AI engineers are embedded in product and feature teams, working as full-stack teams to ship features with front-end, back-end, and AI capabilities together.
Enterprise AI Market
Rahul sees enterprise AI as a multi-year transformation journey, not a one-time deployment.
Enterprises are focused on selecting AI vendors they can trust for the long term.
Actual productivity gains outside a few core use cases (code generation, customer support, internal search) remain elusive despite massive investment.
Grammarly emphasizes measurable value: the average organizational user saves 19 days per year, a concrete metric that demonstrates business impact today.
AI in Education
Grammarly has worked with educators and institutions like the University of Texas to bring AI into classrooms responsibly.
Initial reactions of banning AI have largely given way to a focus on equipping graduates with AI skills for the workforce.
Citations feature: students can cite where they used AI in a work product, distinguishing between a student who had AI write an entire essay and one who used AI as a co-pilot for feedback and improvement.
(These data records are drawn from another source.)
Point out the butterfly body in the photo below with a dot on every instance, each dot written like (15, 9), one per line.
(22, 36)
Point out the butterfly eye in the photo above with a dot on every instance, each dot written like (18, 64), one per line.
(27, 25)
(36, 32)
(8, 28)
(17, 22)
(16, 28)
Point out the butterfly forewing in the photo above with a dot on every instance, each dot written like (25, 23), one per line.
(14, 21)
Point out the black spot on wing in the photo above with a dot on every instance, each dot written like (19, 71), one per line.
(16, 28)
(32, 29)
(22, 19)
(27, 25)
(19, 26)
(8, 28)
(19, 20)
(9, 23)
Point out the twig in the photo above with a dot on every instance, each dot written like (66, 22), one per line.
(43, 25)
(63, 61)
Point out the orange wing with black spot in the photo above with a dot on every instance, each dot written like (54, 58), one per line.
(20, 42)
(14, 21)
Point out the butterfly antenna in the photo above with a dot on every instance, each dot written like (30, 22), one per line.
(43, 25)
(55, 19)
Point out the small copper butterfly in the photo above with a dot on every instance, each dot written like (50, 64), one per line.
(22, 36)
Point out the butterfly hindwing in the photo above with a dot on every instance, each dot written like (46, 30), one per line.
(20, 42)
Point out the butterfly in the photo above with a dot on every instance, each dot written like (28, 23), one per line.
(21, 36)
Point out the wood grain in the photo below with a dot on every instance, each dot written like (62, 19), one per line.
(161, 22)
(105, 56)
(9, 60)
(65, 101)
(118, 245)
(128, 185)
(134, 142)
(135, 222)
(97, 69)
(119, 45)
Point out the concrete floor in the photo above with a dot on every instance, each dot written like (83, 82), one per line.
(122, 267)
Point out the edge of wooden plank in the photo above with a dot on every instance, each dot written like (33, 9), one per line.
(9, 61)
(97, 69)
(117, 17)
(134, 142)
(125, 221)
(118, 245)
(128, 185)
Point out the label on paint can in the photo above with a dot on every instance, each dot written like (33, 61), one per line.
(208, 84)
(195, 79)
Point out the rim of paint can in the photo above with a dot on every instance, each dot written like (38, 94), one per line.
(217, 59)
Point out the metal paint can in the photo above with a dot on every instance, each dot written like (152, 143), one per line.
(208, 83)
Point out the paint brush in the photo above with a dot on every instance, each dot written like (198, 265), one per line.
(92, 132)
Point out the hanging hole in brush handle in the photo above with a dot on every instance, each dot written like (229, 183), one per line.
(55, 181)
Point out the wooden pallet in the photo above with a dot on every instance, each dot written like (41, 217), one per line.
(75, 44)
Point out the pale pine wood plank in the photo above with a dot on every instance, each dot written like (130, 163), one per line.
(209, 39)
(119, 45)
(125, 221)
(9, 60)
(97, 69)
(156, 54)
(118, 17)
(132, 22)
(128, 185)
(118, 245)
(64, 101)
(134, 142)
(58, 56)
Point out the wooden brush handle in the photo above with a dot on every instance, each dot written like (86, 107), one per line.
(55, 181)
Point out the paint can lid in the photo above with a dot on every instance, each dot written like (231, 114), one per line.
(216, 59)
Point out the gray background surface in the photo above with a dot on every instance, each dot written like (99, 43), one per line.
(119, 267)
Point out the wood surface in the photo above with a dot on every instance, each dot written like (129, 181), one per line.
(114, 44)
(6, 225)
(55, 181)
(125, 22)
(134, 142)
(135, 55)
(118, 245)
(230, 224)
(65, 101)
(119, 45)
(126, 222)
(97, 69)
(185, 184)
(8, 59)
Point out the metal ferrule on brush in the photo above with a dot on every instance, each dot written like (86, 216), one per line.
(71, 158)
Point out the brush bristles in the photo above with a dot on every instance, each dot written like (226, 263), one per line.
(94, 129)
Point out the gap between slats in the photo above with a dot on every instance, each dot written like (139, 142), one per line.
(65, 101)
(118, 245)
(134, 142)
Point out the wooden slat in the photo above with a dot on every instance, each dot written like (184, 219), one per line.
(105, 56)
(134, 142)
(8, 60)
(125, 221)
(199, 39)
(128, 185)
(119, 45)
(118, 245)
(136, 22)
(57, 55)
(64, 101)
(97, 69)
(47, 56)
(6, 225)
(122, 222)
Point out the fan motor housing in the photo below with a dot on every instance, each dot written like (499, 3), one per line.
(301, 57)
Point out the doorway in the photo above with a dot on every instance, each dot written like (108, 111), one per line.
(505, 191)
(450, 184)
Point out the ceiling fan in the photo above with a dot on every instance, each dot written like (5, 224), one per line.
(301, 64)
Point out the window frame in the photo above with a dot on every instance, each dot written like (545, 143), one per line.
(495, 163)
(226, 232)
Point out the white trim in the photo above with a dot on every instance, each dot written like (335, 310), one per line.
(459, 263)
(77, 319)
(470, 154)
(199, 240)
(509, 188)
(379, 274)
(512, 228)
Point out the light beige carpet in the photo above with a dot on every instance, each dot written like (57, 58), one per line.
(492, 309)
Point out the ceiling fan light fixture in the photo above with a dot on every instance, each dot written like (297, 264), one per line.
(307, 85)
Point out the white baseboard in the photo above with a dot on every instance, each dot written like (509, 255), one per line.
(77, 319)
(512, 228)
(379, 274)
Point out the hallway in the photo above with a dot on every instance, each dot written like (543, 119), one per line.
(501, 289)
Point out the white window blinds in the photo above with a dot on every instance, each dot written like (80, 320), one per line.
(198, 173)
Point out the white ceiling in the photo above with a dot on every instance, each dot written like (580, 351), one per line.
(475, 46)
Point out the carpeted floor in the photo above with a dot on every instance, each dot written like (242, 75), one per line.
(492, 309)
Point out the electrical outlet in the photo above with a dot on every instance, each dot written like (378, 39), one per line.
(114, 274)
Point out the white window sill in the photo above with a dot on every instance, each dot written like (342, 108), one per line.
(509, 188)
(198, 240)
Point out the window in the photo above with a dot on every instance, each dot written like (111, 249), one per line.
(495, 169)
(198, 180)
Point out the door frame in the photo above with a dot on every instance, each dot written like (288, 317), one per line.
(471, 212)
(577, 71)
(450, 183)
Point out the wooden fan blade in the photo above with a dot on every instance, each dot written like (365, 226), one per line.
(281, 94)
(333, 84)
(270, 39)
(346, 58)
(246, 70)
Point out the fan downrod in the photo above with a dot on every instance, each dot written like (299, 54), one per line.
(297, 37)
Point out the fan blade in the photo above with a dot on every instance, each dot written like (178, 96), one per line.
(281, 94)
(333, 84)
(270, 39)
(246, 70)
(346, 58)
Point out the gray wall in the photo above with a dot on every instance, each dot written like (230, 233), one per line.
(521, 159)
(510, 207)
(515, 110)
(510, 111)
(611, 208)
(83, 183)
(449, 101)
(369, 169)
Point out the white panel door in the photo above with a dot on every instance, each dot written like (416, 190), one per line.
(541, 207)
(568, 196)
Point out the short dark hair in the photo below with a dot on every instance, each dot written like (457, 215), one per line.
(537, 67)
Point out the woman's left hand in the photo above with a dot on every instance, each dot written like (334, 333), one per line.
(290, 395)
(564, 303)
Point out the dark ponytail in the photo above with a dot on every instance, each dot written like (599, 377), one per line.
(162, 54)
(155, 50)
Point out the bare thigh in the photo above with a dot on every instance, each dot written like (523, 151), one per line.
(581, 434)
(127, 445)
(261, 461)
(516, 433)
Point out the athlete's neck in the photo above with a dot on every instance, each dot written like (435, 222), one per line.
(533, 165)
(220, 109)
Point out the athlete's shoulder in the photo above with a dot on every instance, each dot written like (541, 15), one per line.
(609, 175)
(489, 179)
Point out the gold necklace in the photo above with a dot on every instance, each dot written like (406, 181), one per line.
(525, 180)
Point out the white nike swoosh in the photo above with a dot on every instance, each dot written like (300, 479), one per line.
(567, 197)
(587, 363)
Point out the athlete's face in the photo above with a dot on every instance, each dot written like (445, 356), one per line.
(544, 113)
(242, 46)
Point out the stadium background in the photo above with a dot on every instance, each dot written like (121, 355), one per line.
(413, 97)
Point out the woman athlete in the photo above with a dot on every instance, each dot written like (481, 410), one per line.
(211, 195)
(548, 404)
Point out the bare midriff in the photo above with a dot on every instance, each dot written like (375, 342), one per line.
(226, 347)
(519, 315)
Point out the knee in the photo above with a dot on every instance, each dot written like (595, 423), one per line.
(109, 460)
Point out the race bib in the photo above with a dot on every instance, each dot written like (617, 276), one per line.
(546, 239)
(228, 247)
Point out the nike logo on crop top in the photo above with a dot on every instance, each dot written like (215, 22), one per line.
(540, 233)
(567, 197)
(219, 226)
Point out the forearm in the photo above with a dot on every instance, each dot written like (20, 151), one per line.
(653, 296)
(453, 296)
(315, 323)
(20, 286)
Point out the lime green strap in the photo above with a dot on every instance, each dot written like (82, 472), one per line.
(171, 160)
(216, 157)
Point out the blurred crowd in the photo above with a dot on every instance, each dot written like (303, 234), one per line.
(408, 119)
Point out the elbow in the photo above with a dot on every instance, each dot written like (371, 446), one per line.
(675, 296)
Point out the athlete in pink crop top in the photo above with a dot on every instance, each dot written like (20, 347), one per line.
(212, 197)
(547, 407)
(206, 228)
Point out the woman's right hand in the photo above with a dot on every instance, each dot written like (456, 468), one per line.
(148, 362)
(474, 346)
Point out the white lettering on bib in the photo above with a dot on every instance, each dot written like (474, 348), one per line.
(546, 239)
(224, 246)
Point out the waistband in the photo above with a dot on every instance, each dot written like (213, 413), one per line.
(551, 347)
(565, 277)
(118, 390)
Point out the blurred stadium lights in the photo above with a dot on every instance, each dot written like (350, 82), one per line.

Authorship feature (launching imminently): provides provenance for every piece of a document—showing what was manually written, copy-pasted and paraphrased, or AI-generated—giving educators and students transparency and tools to set their own guardrails.
Rahul views AI as a great leveler: for students without access to teachers or resources, AI can be the difference between studying and not studying.
Over-hyped and Under-hyped
Overhyped: chat interfaces, which Rahul sees as a suboptimal command-line-like UI that should disappear into the background.
Underhyped: AI as a tool to upskill and uplevel people globally—both in education and in the workforce—acting as a democratizer of skills and a force multiplier.
Biggest Surprise and Changed Mind
The tone detector feature has resonated far more than expected; users frequently stop Rahul on the street to share how it helped them in high-stakes situations.
Rahul initially saw Grammarly’s consumer and Enterprise businesses as separate but has reversed that view: the distinction is artificial, as many “consumer” buyers use Grammarly at work. The company is building a seamless user journey from free to premium to self-serve team licenses to full Enterprise deployment.
Most Exciting AI Startup Outside Grammarly
Rahul is most excited about AI for healthcare, citing Alpha Fold’s work in drug discovery and Grammarly customer ModMed, which uses AI to improve patient outcomes—tangible, life-changing impact.